Monday, October 2, 2017
Cargotec Transforms into a Digital Leader in Intelligent Cargo Handling with IoT Platform Powered by Cloudera
Cloudera, Inc., the modern platform for machine learning and analytics, optimized for the cloud, announced that CargotecOyj, a leading provider of cargo and load handling solutions, is using Cloudera Enterprise Data Hub to power its Internet of Things (IoT) offering to enable predictive maintenance and develop insightful, data-driven services. Cloudera, together with Tata Consultancy Services (TCS), built a cloud-based IoT-as-a-Service platform that will usher in a new era of digital connectivity for the company’s cargo handling operations and enable operational excellence using machine learning.
Cargotec offers solutions and services through various businesses in the areas of cargo and load handling that ensure its customers continuous, reliable and sustainable performance. Operating in more than 100 countries, and with sales of 3.5 billion EUR in 2016, the company and its subsidiaries have delivered half a million loader cranes to customers. They have also moved every fourth container in the world with terminal and port operation solutions, and offered engineering solutions and services for half of the world’s ships to make transport by sea safe and reliable.
The IoT-as-a-Service solution uses machine learning to derive insights from streams of data across the thousands of cargo handling equipment and machinery to enable remote monitoring and predictive maintenance. Using data, cargo handling operation is improved, maintenance becomes predictive and anomalies are detected in real-time. This empowers Cargotec to increase their competitive edge by offering new types of intelligent services and solutions with embedded artificial intelligence to customers. Once collected and cross-utilized, enriched data will be used for driving and boosting new types of ecosystems by exposing the data through API’s in a robust and controlled way to leverage data assets in new contexts.

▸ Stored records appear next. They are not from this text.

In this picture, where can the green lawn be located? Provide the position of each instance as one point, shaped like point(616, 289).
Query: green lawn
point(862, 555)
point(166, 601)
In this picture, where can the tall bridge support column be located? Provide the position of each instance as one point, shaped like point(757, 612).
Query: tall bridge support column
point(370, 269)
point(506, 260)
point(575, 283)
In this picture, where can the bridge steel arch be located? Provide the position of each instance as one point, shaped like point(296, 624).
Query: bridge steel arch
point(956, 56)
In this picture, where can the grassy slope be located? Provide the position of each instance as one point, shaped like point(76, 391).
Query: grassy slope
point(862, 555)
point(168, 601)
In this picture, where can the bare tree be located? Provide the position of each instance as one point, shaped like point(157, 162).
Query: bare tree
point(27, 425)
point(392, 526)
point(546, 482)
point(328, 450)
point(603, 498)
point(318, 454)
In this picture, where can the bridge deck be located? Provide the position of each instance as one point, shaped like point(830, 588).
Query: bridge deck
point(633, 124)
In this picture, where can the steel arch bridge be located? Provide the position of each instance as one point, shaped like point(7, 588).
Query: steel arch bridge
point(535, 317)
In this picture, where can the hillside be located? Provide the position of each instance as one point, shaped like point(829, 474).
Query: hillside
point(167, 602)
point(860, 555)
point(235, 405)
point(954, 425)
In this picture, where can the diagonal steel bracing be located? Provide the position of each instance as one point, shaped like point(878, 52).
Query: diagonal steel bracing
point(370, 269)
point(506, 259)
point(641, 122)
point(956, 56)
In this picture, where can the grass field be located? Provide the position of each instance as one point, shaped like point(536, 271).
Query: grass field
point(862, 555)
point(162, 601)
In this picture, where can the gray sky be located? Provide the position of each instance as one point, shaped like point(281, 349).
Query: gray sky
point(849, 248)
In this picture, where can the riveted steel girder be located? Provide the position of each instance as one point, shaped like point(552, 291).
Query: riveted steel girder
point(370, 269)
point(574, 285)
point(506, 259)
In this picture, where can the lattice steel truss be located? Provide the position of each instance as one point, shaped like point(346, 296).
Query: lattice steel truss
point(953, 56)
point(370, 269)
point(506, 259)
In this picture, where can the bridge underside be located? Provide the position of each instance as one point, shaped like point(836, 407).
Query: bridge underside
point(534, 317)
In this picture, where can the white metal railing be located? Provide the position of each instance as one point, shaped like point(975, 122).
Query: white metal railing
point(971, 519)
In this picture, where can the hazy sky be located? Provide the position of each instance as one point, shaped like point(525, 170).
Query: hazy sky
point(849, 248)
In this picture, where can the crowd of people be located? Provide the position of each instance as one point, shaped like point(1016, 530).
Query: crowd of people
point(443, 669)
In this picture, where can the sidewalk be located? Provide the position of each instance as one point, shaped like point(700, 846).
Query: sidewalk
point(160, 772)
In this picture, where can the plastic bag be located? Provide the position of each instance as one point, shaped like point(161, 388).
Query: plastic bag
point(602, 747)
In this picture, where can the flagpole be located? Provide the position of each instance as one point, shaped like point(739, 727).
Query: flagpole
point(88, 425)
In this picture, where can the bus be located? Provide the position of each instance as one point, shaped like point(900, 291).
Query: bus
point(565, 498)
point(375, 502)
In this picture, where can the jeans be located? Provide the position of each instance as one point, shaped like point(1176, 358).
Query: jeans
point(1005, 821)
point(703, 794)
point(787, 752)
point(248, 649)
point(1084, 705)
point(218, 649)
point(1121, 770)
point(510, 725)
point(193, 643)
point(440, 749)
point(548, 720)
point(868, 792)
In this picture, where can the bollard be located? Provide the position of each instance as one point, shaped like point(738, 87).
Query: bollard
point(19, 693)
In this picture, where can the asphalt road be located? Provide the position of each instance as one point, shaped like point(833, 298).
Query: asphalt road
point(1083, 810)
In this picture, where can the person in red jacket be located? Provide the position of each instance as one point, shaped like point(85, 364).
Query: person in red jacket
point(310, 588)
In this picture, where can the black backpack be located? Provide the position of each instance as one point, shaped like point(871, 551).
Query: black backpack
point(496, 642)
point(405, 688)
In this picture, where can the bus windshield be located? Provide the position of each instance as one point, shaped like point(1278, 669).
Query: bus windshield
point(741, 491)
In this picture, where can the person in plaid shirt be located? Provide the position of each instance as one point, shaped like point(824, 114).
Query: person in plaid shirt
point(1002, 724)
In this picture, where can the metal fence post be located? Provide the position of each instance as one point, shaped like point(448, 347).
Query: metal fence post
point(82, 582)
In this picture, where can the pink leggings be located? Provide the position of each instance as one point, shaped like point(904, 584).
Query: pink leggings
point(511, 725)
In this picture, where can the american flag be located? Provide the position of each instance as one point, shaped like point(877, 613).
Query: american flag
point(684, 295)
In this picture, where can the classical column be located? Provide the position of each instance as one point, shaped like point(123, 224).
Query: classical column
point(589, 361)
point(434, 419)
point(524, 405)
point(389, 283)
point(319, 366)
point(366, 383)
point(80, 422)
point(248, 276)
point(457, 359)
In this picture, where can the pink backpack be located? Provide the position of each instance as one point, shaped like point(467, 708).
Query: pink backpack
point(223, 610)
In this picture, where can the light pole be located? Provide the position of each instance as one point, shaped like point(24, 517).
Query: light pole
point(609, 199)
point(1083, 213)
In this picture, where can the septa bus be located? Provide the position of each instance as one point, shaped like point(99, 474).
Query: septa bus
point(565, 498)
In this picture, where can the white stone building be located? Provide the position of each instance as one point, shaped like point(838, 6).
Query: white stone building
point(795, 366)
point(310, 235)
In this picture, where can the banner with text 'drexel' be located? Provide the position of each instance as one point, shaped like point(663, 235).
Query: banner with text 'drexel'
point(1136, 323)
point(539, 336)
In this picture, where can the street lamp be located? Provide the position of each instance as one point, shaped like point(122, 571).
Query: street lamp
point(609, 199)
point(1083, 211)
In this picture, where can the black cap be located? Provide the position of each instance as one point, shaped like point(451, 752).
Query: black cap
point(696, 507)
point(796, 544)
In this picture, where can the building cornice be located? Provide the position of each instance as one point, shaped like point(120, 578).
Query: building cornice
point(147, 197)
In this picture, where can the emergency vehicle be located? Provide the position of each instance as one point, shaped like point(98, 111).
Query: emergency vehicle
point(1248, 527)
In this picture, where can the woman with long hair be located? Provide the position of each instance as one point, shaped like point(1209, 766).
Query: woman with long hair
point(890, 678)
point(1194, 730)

“It is our goal to be a leader in intelligent cargo handling by 2020,” said Soili Mäkinen, chief information officer at Cargotec. “With our scalable IoT platform, we can offer our customers data-based insights that many of these industrial companies have never seen before. We use IoT data and machine learning to help customers recognize how their cargo handling equipment are performing in different weather conditions, understand how usage relates to failure rates, and even detect anomalies in transport systems.”
To support Cargotec’sIoT goals, Cloudera, together with TCS, built a cloud-based, sensor data analytics framework that helps collect, store, analyze and correlate sensor data streams with data from internal, external and third-party data sources. The advanced analytics and machine learning platform, based on the flagship product Cloudera Enterprise Data Hub, will ingest data from equipment and fleet management, pull in weather patterns and forecasts, and contrast geography — to perform key analysis for remote monitoring, predictive equipment maintenance and anomaly detection, all in real-time.
“We are pleased to enable Cargotec with the Digital Reimagination of its business processes and build a strong data backbone through our solutions and IP,” said Dinanath Kholkar, global head of analytics and insights at TCS. “Our solution allows for real time sensor data acquisition to establish diagnostics and facilitate predictive maintenance. The established big data backbone is scalable, robust and cost effective, and will empower agility in data driven strategies and business growth.”
With Cloudera Enterprise Data Hub, Cargotec derives fuel efficiency and route optimization which end users like ports or ships can purchase to improve their operational efficiencies. This creates new revenue models for Cargotec and keeps its focus on being an intelligent cargo handling solution. Additionally, the Cargotec data science team uses Cloudera Data Science Workbench, a collaborative hub and integrated development environment capable of running Python, R or Scala with support for Apache Spark to build machine learning solutions.